A great debut

“That’s it, man! Game over!”

“That’s it, man! Game over!”

Rated 4.0

First-time director Bill Paxton uses religious fanaticism to often scare the hell out of you in Frailty, a gothic horror film with more twists than it needs but enough scares to make it see-worthy.

When Paxton’s movie is working, it is an eerie and often chilling piece of filmmaking that shows the actor-turned-director to be a gifted purveyor of atmosphere and horror. When he steers his film into more formulaic territory toward film’s end, it’s not a fatal mistake, but it does seem out of tune with the rest of his often brilliant film.

A grouchy FBI agent (Powers Boothe) encounters a strange man in his office named Fenton Meiks (Matthew McConaughey), who claims to know the identity of the God’s Hand serial killer. The agent doubts the man at first, so Fenton tells a story that leads into a flashback of his childhood.

Fenton (played in the flashbacks by Matt O’Leary) had a younger brother, Adam (Jeremy Sumpter), and an attentive father (Paxton). They lived a quiet, ordinary life in Texas after the death of his mother, cleaning the dishes after supper and trying to tackle math homework on the weekends. The boys loved their father, a hard-working mechanic who seemed to be dealing just fine with the stresses of losing a wife and raising children on his own. Then, he had a very bad dream.

As McConaughey’s narration reveals, a normal childhood vanishes forever when Dad barges into their room one night and declares that God sent an angel with a special message: The world is full of demons in human form, and it is now the family’s mission to kill them all with special weapons sent by the Lord. The younger brother buys into everything his dad is saying, while Fenton has his doubts, thinking that perhaps the nighttime visit from his deranged father was a dream.

The visit was very real and Dad engages in a series of axe murders, with his boys watching every swing of his weapon. Frailty is shocking in its depictions of murder, not due to gore (there is hardly a spot of blood in the film) but in seeing the boys’ reaction shots to their father’s acts.

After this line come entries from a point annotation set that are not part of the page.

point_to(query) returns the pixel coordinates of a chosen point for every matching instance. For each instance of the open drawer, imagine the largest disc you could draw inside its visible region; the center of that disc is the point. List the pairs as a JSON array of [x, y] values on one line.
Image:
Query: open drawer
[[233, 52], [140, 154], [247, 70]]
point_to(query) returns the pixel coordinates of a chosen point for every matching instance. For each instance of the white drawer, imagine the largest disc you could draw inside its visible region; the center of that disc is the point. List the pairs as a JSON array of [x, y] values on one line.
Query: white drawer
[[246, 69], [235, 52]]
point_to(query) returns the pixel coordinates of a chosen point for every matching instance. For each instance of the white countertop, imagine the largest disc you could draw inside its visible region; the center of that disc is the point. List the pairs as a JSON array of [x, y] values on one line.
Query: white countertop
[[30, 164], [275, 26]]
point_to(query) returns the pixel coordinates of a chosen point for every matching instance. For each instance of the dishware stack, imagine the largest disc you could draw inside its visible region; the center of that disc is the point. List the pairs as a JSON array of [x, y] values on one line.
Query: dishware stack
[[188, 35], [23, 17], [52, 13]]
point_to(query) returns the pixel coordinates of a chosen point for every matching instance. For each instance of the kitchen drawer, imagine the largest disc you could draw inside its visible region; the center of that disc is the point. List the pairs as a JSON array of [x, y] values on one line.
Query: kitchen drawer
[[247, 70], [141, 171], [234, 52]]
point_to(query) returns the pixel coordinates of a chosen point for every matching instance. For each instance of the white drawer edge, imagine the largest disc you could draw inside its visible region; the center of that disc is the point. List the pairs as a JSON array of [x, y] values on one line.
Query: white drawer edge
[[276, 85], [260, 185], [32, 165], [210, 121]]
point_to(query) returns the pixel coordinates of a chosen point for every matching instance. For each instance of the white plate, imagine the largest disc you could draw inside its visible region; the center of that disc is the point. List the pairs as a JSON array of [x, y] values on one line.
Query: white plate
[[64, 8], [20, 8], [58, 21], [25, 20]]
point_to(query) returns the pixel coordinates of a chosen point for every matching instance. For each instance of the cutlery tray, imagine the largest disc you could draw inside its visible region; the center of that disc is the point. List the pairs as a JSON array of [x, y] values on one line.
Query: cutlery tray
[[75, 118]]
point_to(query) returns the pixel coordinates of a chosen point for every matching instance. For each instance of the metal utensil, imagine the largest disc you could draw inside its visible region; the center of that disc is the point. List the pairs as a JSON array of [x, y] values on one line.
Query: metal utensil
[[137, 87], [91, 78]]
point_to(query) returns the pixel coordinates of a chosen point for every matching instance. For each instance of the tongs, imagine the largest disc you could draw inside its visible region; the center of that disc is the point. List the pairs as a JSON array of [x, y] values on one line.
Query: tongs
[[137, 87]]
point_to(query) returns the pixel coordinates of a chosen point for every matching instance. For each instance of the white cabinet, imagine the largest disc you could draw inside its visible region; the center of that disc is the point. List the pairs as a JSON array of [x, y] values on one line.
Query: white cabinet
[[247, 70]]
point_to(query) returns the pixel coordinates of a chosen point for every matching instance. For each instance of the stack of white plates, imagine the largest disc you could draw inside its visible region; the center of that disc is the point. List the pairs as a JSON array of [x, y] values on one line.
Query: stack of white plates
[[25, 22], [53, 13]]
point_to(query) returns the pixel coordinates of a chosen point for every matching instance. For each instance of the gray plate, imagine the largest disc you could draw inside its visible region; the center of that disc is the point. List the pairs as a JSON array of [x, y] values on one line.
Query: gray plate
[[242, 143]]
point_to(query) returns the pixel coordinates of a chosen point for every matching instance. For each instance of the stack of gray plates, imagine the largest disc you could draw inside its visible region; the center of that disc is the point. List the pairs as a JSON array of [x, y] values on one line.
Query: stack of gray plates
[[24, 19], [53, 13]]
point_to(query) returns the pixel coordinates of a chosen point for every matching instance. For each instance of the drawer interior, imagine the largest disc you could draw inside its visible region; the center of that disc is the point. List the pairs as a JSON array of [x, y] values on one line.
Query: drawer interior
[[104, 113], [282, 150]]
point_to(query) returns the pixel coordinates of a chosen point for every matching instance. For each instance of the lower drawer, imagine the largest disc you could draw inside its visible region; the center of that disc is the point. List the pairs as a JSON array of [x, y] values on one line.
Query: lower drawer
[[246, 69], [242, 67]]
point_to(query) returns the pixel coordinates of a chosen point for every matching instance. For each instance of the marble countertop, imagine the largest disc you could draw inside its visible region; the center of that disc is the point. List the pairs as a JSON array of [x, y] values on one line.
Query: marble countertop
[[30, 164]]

This is a movie where you want to jump into the screen and usher these poor kids out of their dad’s work shed.

The film has echoes of Kubrick’s The Shining. The murders are done with an axe, while a young boy witnesses his father, his hero, descending into insanity.

Paxton, as actor and director, does a solid job of summoning the worst fears of adolescent males: that their father, the man they look to for security and guidance, is a monster. In addition, they can’t look to God either, for God is the one allegedly guiding their father on a murderous rampage. The film works as both a study of adolescent fears and a meditation on the misuse and abuse of religion (a timely message indeed).

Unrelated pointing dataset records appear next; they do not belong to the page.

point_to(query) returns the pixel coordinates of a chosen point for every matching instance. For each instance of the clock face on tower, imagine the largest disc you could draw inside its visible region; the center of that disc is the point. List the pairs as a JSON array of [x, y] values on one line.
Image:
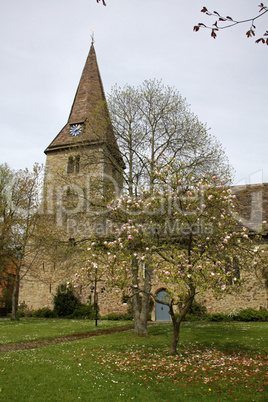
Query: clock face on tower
[[75, 130]]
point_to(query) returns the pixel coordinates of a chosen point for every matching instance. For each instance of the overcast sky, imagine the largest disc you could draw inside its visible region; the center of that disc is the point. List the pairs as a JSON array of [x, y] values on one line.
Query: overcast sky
[[44, 45]]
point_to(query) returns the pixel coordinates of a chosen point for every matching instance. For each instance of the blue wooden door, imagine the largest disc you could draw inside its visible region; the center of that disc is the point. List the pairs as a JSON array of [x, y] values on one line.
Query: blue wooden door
[[161, 310]]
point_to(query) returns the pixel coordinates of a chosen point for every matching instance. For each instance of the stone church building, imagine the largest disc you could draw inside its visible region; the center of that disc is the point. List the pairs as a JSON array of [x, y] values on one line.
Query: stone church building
[[83, 168]]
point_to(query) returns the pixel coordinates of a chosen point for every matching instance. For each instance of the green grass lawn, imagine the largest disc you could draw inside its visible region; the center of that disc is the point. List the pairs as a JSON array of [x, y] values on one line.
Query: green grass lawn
[[27, 329], [215, 362]]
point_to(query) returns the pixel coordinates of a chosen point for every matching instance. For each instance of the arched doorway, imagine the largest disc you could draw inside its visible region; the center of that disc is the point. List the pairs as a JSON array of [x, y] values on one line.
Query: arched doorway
[[161, 310]]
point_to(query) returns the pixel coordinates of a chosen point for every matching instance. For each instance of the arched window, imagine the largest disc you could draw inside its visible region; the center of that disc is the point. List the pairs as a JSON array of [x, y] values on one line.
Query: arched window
[[77, 163], [232, 270], [70, 166]]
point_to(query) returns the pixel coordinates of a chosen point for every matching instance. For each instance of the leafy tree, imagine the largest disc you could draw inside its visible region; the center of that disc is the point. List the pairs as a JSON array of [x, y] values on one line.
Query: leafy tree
[[153, 120], [19, 202], [228, 22], [179, 235]]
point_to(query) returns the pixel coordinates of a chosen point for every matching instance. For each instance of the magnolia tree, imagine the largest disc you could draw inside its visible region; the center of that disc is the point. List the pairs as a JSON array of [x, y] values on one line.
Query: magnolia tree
[[183, 236]]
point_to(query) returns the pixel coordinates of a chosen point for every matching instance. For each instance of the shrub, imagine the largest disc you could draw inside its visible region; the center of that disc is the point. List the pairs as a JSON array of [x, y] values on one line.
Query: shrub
[[65, 302], [250, 314], [43, 313], [83, 311], [196, 313], [118, 317]]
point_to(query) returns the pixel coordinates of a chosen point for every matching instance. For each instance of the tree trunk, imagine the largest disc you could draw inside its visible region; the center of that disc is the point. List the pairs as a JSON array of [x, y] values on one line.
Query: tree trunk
[[140, 307], [175, 338], [177, 322], [15, 295]]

It’s hard to believe that the guy who played the screaming Marine in Aliens ("Game over!") could be such a capable filmmaker. The story gets a little out of control toward the end, when Frailty tries to be a mystery as well as a horror show. The ending is not bad, and as formula horror endings go, it’s competently executed. It just feels tacked on to the wrong movie.

While the last 10 minutes keep Frailty from being a classic, they don’t prevent it from being a fantastic directing debut from Paxton. The guy knows his way around a movie.